Between June 2023 and March 2024 alone, the “suffocating regime” that governs Afghanistan approved 52 regulations that violate the rights of women and girls in the country, describes a report by the United Nations special rapporteur for human rights in Afghanistan. , Richard Bennett.
At the end of March, Emir Ajundzadá announced on the country’s public radio and television another serious decision against Afghan women: the reinstatement of public flogging and stoning of women for adultery. Sahar Fetrat, an Afghan researcher at Human Rights Watch, then stated in statements to the newspaper Guardianthat the inaction of the international community explains that announcement. In his opinion, the Taliban have been testing their “draconian policies” one by one and seeing that no one “called them to account” have hardened what the report of the UN special rapporteur defines as a “systematic and widespread persecution” of the women and girls.
“We continue to hope that the international community will eventually match actions with words,” emphasizes that document, which recommends that the Taliban regime be denounced before the UN International Court of Justice for crimes against humanity due to “the systematic violations and widespread violations of fundamental rights” of Afghan women, “trapped” in a “system of oppression, repression and violence.”
The university student Amal cites a case that illustrates this cruelty against anyone who resists any of the prohibitions that weigh on women, especially the prohibition on them studying. “Some language academies in Kabul had recently tried to reopen,” says the young woman.

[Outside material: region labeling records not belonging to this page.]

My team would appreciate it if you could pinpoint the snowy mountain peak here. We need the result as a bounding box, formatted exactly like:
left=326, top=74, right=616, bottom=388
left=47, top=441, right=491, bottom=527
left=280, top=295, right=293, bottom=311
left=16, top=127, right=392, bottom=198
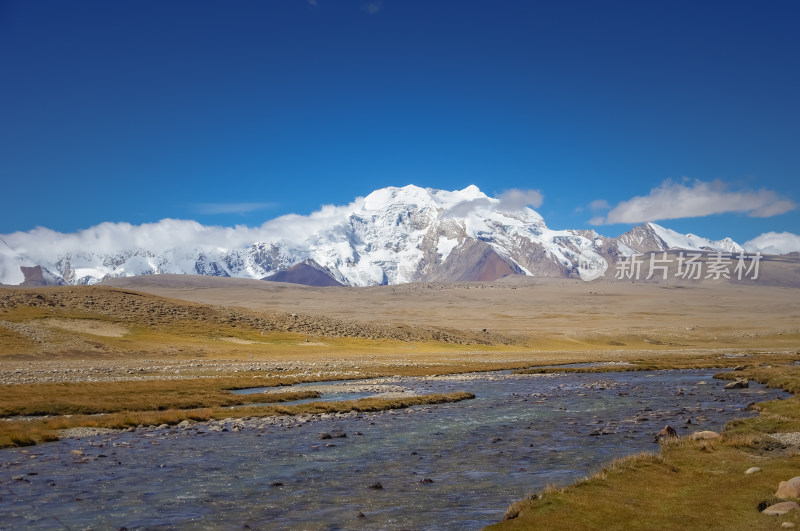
left=0, top=185, right=764, bottom=286
left=646, top=222, right=744, bottom=253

The Taliban’s reaction was to close them immediately.
Zahra is the also false name of a 16-year-old teenager who was studying English in one of these centers, closed three weeks ago, explains her aunt, exiled in Belgium, by phone. The girl can’t even attend a sewing course she used to take because the teacher is so afraid of radicals that she has stopped teaching it. “Zahra is a very intelligent young woman who wanted to be a doctor,” says her aunt. Now, she “is very depressed.” Like many of her contemporaries, she points to the UN rapporteur’s report, which warns of the increase in “suicidal thoughts” among young Afghan women.
Without education or job prospects, the fate of many of these teenagers is cast. International organizations warn of the direct relationship between school dropouts, forced marriages and early motherhood – a risk factor for maternal and infant mortality – and the perpetuation of poverty. The children of many of these girls, upon whom the Taliban impose ignorance, will inherit their misery. The annual economic cost of the prohibition of Afghan women from working is about 934 million euros, 5% of the country’s GDP, calculates the United Nations Development Program (UNDP). Indifferent, the fundamentalists continue trying to make true that saying of the Pashtun ethnic group that recommends that a woman only leave her house to go to the grave.
From her hiding place in Kabul, Amal deplores that the violation of women’s rights not only has not provoked intervention from the international community, but has become a blackmail tool for the Taliban to achieve “their political objectives.” The first, to be recognized as legitimate rulers of Afghanistan. Some voices, such as that of the Chinese Government, already defend that we must talk to them.